In the history of 'work', management has conditioned its workforce to believe that it is commendable to reward good behaviour and punish the bad ones (no, scrape that. I meant in the history of 'civilization' - think about it, it is pervasive! Home, school, any organisation in fact!). We've been accustomed to calculate our own returns of time/resource/skill investment in the form of money. Of course, we are all earning a salary and will never lift a single finger for anything less than what we are valued for in the market. But when we consider the motivation to 'grow', it feels really strange to me that somewhere in the history of 'work', management has somehow resorted to dangling big fat chunky carrots in front of the employee so as to encourage him to perform higher, subsequently growing the company in a sum of collective efforts.
Who's the donkey now? |
Unfortunately, we're locked in this strange vicious cycle because the industry is receiving graduates from an education system which bedrock is exactly the 'carrot and stick' rule. And the worse part is, now we know... cash is like steroids. You give a booster, you get a boost in high performance. But when you remove the booster, the grave danger is, the said performance does not return to its 'normal' level. It swings below the norm and greatly demotivates the individual in pursuing the work even if he had found joy in doing so previously without the reward. It's not in the conscious mind to even comprehend the situation that we've evolved into (trust me, neither can the management because chances are, they are the alumni of this system). So no one is aware of this. No one is aware that our annual increment, bonuses, incentives might actually be doing more harm to our quality of work, performance, interest, and ultimately life. And we've been questioning to no avail till today, why is society chasing for cash, sacrificing everything that might be deemed meaningful in their life? And surprisingly especially the mid-upper and not the low income earners? What is the meaning of life? Where is the balance of work? What are we doing to ourselves? Have you questioned yourself that before?
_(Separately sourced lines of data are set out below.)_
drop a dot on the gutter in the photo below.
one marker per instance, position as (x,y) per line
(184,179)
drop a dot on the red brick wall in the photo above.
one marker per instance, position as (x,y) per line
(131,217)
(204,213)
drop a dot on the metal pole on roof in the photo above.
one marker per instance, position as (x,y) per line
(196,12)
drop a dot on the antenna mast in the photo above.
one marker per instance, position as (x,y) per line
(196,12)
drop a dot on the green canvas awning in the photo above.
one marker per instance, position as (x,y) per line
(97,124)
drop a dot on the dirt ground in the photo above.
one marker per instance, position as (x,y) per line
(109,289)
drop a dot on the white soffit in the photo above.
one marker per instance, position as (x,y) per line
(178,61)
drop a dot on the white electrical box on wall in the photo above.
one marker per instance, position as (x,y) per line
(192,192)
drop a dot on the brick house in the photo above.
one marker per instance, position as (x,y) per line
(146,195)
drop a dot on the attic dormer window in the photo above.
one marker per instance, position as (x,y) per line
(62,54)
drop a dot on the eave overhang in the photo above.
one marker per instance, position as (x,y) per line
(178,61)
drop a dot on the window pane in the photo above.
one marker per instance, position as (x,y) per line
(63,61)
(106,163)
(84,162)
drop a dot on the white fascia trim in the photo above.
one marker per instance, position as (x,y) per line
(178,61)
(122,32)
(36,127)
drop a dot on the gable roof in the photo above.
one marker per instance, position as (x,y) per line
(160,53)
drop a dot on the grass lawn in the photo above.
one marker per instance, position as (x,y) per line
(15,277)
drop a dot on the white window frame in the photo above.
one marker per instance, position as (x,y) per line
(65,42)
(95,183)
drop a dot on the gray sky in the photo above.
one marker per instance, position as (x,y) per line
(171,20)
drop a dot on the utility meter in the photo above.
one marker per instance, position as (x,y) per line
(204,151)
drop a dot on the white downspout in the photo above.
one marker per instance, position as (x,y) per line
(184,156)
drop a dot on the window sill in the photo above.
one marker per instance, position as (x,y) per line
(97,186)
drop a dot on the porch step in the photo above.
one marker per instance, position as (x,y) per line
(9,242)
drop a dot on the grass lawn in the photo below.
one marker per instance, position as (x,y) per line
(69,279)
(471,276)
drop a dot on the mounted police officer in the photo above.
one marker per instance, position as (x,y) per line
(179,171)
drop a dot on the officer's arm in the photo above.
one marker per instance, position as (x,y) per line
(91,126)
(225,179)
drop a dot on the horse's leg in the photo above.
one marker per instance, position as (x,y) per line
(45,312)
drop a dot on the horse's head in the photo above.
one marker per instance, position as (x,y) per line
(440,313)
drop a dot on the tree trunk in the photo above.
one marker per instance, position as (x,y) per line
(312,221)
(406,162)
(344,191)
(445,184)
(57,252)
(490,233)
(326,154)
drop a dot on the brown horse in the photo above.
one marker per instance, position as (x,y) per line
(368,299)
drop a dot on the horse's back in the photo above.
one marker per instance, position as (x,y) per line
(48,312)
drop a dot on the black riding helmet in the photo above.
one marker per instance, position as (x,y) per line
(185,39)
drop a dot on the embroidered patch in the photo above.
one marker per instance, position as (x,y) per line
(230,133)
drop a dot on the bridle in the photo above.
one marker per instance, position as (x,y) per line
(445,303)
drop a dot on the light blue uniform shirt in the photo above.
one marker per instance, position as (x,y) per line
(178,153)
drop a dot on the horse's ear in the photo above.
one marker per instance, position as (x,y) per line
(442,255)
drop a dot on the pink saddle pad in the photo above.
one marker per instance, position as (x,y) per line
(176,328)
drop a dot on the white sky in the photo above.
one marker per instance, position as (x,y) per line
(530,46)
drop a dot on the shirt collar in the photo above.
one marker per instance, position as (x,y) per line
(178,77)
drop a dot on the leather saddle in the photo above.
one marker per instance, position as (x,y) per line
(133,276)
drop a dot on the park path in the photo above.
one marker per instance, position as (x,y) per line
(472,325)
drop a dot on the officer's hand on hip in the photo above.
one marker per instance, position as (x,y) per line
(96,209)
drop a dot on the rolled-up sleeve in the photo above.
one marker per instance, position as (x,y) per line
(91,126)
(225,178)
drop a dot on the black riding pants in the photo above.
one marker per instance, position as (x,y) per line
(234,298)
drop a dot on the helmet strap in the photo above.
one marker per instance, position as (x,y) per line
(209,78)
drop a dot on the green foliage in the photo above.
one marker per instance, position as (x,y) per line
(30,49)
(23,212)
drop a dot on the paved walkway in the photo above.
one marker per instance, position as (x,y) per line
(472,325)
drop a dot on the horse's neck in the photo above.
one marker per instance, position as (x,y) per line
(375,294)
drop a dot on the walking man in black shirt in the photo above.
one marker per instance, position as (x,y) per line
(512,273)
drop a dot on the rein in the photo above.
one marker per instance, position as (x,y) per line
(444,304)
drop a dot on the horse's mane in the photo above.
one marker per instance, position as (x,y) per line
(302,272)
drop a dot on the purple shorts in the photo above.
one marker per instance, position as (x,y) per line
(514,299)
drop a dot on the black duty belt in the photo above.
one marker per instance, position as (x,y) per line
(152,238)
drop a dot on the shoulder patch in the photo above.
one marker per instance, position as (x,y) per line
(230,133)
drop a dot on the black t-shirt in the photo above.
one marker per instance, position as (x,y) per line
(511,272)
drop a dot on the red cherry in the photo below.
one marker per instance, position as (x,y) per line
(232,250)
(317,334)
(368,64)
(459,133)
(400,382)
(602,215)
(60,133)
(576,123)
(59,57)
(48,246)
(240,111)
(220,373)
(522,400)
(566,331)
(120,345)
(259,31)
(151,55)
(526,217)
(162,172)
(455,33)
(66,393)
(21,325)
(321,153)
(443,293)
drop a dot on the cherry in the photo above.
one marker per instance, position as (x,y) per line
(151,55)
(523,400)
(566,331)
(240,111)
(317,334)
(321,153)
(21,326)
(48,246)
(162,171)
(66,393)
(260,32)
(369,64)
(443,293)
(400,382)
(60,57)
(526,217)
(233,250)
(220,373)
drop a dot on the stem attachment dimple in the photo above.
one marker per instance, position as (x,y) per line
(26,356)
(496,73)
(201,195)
Every time we take the carrot, we unconsciously erode our precious curiosity and the purity of our interest in the subject. Every time we take a bribe to do something, we unconsciously place more importance and value in the reward instead of the joy and satisfaction in discovering the solution. Both ways get you to do the same place - solving the problem, completing the task. But the question is... which is more important to you?